As we have reported in several stories, for nearly a decade now the USAF force has been struggling to recruit, train, and retain enough operators for its growing fleet of UAVs. The USAF has instituted a policy which will see 10 percent of recent graduates from pilot schools will spend three years operating UAVs, before going on to flying manned aircraft. In addition, the USAF is training non-flying officers to be UAV operators. Many of these officers could have been pilots, but were prevented from doing so because of physical limitations (poor eyesight or inability to handle the gyrations of aircraft).

Strategy Page writes that the USAF has long insisted that UAV operators already be manned aircraft pilots, and allowed most of them to spend only three years operating UAVs before returning to manned aircraft. This has limited the number of UAV operators available, and forced the air force to create a larger UAV operator training program than they would have needed if all UAV pilots were career UAV pilots. Some UAV pilots are now in it for their entire careers, and the air force is moving toward making it that way for all UAV operators.

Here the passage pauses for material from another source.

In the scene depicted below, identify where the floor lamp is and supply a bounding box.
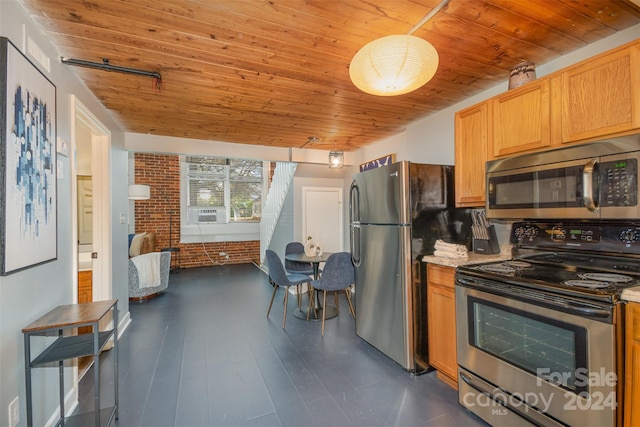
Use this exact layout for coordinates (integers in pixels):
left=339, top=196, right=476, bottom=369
left=157, top=187, right=179, bottom=270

The U.S. Army already uses NCOs trained specifically for UAV operation. The army has no operator shortage. The USAF only recently made UAV operator a career field, not a temporary assignment, as it had been for years. The USAF is now under pressure, both from within and from outside the service, to allow NCOs to be career UAV operators.

Now, a typical Predator crew consists of an pilot and one or two sensor operators. Because the Predator stays in the air for long stretches, more than one crew is used for each sortie. Crew shortages sometimes result in Predators being brought back to base before their fuel is used up.

There is also help on the way from the developers of flight control software. Many UAVs can fly quite well without any pilot at all. This is an adaptation of automatic pilot systems — which now consist mostly of software and sensors — which are now capable of doing practically all the flying for commercial aircraft. Strategy Page writes that it was thus no big jump to install these systems in UAVs and let them go on automatic. Global Hawk UAVs are sent across the oceans on automatic pilot — including take-offs and landings. Using more of these systems for Predator and Reaper would also eliminates many of the human-error problems.

The sorties Predators and Reapers fly last, on average, about eighteen hours. Each sortie results in finding about two targets. About 15 percent of these sorties were in direct support of ground troops under fire, and about 20 percent were in support of ground troops engaged in raids. For the ground troops, the UAVs are the most important aircraft up there. The army has its own GPS guided rockets and artillery shells, but it does not have enough UAVs constantly to monitor the battlefield.

The fact that during the past decade most UAV operators served for three years before moving on to other assignments has had one advantage: there is now a growing body of knowledge of what works and what does not. Strategy Page reports that this has led to the establishment of a “graduate school” (the “Weapons School” or “Top Gun” course) for Predator and Reaper operators. This insures that useful combat knowledge is not lost, bur rather captured and passed on to other UAV operators. This is already paying off in ways that are typically kept secret (many of the UAV operational techniques are kept secret, lest the enemy have an opportunity to defeat them). The growing success of these UAVs indicates that the knowledge is there and useful. The UAV Weapons School also develops new tactics, like the use of UAVs for taking out enemy air defenses so that bombers, cruise missiles, or heavily armed UAVs like Reaper) would be able to go in and hit other targets. This includes developing tactics for entirely robotic operations. UAVs need this for when they lose communications and have to get back to base or complete their mission. “Nothing radically new here. Cruise missiles have been seeking out and destroying targets, on their own, for decades, but the new generation of UAVs are being trained, or programmed, to deal with more complex situations,” Strategy Page concludes.